Parafraseando versos lapidares de Pesadelo, a censura cortava um show do MPB4 e o grupo fazia outro. A propósito, o show apresentado no segundo dos cinco CDs da caixa, Rua República do Peru (1974), simboliza essa resistência.

Capa do CD ‘Rua República do Peru (1974) – MPB4 ao vivo’ — Foto: Divulgação

Trata-se de versão remodelada do show anterior, com a entrada de músicas como Sinal fechado (Paulinho da Viola, 1969) e Não existe pecado ao sul do Equador (Chico Buarque e Ruy Guerra, 1973), e com o título modificado para Rua República do Peru para explicitar a citação do logradouro de Copacabana e acabar com o duplo sentido do nome.

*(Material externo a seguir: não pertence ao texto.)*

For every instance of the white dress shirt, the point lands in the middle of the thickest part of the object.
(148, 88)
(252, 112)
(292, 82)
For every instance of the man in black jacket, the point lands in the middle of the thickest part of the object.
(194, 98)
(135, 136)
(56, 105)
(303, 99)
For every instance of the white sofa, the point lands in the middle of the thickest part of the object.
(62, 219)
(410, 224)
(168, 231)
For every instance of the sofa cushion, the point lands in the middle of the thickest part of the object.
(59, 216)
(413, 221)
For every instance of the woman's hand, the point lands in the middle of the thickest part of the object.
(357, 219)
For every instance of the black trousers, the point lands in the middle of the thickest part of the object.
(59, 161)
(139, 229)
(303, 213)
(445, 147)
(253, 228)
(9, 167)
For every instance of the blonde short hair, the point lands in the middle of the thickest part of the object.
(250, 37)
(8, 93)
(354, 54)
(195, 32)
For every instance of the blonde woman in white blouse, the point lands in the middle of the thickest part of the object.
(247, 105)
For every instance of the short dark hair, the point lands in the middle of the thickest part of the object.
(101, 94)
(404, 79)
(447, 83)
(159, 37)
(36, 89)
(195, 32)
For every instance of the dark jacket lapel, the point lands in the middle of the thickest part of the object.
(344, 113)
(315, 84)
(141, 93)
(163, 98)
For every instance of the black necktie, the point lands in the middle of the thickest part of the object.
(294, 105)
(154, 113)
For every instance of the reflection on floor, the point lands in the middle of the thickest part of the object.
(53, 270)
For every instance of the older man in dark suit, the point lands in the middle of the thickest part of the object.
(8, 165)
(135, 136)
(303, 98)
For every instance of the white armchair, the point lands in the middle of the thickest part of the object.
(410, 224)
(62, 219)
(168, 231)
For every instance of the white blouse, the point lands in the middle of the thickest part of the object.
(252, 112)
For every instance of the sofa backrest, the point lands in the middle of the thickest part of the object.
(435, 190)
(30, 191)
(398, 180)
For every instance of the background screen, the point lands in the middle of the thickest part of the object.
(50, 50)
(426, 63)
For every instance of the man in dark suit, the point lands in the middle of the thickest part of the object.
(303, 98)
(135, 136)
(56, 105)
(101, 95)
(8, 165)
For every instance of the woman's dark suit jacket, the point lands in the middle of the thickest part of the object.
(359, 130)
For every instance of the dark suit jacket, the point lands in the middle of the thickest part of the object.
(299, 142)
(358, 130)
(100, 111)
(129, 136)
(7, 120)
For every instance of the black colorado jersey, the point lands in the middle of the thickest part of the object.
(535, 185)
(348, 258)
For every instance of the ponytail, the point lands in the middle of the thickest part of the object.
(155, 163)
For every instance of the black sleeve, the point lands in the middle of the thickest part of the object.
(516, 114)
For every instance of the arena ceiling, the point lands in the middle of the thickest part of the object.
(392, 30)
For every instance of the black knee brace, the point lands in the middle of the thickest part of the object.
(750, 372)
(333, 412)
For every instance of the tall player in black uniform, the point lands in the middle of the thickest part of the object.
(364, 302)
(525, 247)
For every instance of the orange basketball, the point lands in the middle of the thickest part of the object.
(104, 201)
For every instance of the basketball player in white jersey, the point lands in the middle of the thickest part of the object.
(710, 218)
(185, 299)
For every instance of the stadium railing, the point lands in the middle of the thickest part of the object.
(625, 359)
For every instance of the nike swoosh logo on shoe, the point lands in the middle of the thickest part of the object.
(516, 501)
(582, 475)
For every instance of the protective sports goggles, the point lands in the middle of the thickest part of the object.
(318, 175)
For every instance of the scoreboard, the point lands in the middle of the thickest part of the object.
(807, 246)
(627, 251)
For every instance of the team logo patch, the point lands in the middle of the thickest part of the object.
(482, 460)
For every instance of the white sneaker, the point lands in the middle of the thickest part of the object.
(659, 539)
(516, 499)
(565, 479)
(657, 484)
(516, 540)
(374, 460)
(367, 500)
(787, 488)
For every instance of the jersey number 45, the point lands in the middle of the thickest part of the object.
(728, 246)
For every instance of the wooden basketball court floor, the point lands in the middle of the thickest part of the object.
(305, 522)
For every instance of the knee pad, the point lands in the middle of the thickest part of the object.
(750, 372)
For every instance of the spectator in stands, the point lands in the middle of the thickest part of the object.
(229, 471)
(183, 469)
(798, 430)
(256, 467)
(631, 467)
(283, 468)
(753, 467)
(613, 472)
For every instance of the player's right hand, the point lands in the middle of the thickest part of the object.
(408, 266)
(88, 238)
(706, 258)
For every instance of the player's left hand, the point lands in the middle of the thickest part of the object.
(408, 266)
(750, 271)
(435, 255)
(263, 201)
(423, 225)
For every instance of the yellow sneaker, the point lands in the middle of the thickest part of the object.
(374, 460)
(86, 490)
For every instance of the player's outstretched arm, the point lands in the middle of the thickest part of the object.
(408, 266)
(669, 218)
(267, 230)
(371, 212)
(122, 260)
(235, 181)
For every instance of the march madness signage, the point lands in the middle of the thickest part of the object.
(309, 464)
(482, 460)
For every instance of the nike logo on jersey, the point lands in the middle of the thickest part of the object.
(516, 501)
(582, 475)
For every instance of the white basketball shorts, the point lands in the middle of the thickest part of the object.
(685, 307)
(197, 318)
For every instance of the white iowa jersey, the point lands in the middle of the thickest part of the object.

Com roteiro novamente assinado pelo MPB4 com Chico Buarque e com o diretor Antonio Pedro, o show Rua República do Peru estreou em junho de 1974 no Teatro da Galeria, no Rio de Janeiro (RJ), onde cumpriu temporada até novembro sob a vigilância da censura.

Felizmente, essa censura surda aos apelos democráticos fechou os ouvidos para a crítica ácida feita por Chico Buarque – então sob o pseudônimo de Julinho da Adelaide – à política econômica do governo em Milagre brasileiro, uma das músicas deste show de 1974 em que o MPB4 mostrou que jamais seria calado.

Se a barra era pesada, os shows de Aquiles, Magro, Miltinho e Ruy Faria na década de 1970 tinham mais peso ainda. (Cotação: * * * * *)

♪ Aviso aos navegantes: as resenhas dos outros álbuns da caixa Barra pesada – MPB4 ao vivo nos anos 1970 serão feitas em textos que serão publicados ao longo dos próximos dias.